Although, frankly, I’m still unsure about this stanza. I don’t know, maybe I just need to know more about what you were going for here.

The present, time can't wash away
The past, my anguished mind allows
Events are gone, of yesterday
It's true, or else they'd be here now

I get the sense that this stanza is really your attempt to muddle the reader’s sense of time, perhaps suggesting a kind of temporal omnipresence of the past and the present? I think such avant-garde ideas can work in the right context, but the problem is that the rest of this piece is constructed grammatically, meaning that there are complete sentences and clauses and pauses correctly separating one thing from another, etc. Yet this stanza completely abandons that grammatical correctness. I’m not sure if it works in this context, though I appreciate what you’re trying to do. If there is an actual grammatically correct full sentence here, I can’t piece it out. It’s more entangled than the most complex verse of John Donne’s. I think the problem especially crops up in “my anguished mind allows / Events are gone” which reads like a sentence fragment juxtaposed against a complete clause. If you put a period after “allows” you could actually make two complete sentences out of this with two sub-clauses that split both complete sentence. I really see no downside to doing this actually, because you’d still provide the sense of the intrusion of the past into the present.

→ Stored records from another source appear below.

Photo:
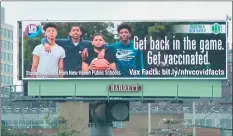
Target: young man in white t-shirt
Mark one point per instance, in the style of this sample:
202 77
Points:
48 65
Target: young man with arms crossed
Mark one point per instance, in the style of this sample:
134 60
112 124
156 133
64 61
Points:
74 48
48 65
125 56
92 62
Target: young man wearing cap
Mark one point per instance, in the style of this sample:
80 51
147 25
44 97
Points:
92 62
44 64
125 56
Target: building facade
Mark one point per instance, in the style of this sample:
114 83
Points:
6 51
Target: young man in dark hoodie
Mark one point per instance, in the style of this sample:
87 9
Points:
92 62
73 46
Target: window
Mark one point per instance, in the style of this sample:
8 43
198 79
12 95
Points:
8 57
2 55
5 33
4 68
9 34
119 124
202 122
1 31
11 46
2 44
197 121
11 80
209 122
188 122
5 56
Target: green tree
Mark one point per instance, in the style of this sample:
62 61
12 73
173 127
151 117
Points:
89 28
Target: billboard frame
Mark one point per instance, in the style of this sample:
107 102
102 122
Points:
226 20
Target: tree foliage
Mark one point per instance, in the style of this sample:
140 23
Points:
88 29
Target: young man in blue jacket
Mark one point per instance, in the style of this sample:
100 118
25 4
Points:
74 47
125 56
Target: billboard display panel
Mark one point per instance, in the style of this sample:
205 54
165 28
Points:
124 50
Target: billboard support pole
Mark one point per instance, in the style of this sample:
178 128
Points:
177 92
108 96
100 129
142 95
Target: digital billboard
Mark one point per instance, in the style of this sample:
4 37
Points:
124 50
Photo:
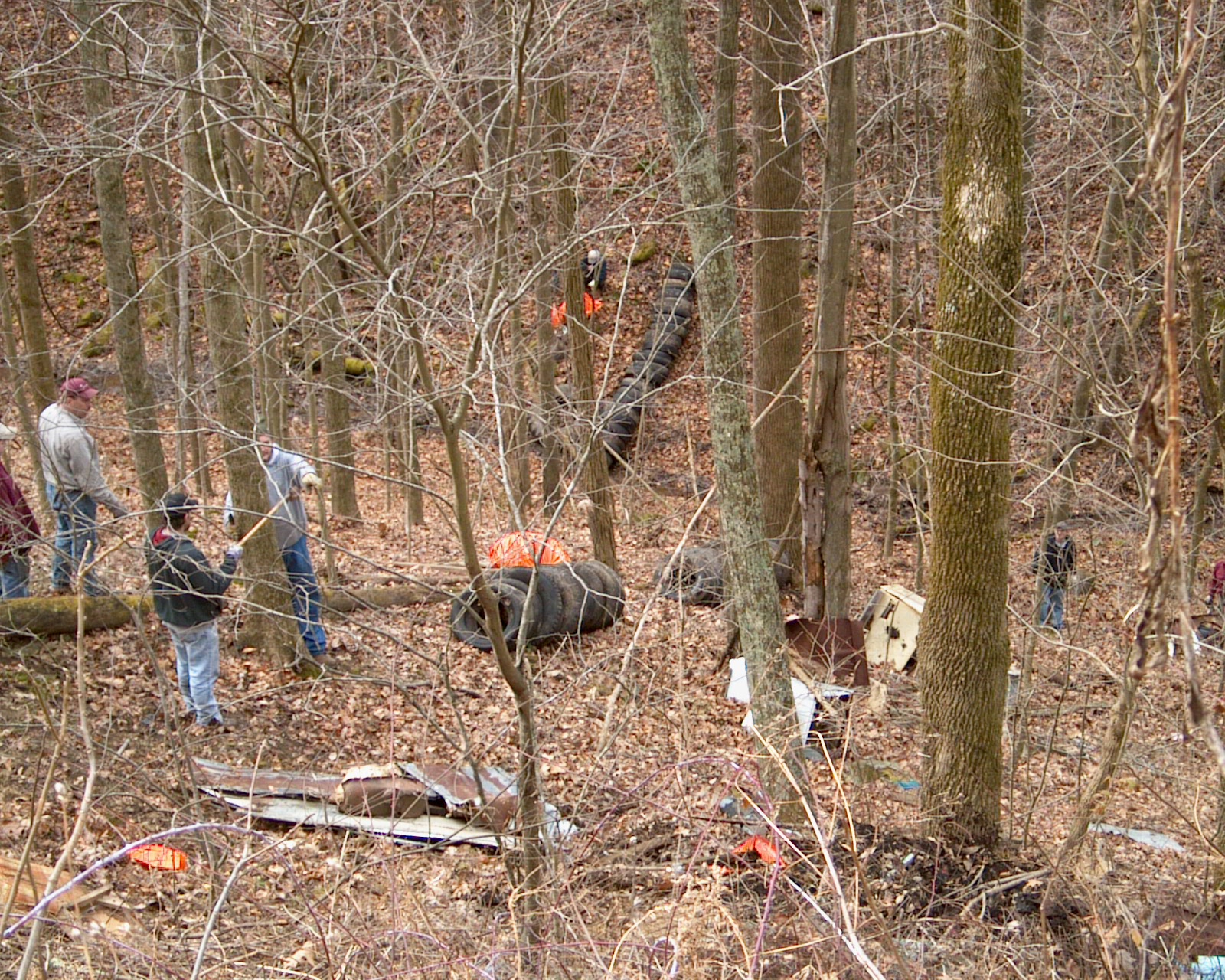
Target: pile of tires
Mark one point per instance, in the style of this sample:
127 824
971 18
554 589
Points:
696 576
652 361
570 598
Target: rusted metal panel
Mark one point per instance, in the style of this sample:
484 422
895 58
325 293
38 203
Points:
830 649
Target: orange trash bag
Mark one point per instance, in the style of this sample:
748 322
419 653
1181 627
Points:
516 550
159 858
759 847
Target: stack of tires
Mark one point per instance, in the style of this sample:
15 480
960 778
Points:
696 576
570 598
652 361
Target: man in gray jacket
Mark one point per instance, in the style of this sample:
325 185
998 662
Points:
75 485
287 475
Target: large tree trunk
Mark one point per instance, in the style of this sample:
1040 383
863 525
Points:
744 530
830 418
324 271
778 308
582 374
270 622
116 250
24 269
965 632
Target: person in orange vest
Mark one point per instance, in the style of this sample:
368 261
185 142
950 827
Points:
1217 587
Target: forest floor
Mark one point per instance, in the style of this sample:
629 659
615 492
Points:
652 855
639 743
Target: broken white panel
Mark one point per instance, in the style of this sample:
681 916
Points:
1152 838
891 626
424 830
804 696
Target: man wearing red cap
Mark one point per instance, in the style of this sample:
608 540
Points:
188 598
75 485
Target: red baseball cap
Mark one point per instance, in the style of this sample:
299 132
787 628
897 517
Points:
80 387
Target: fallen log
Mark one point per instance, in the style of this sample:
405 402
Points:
53 616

Now, I am what time has made me
My hope is this current striving
Instead, wisdom's waves escort me
As one, time and mind mark living

I think the only major problem with this stanza is the meter. It seems that this stanza is mostly in trochees rather than the iambs that marked the other stanzas, but it doesn’t read consistently as trochees either, such as in the second line. I’m compelled to ask what you intended in terms of the meter with this final stanza, as I can’t imagine that you didn’t notice the radical change. I’m also still scratching my head over the ending: “time and mind mark living”? Shouldn’t it be “mark life” or “mark the living”?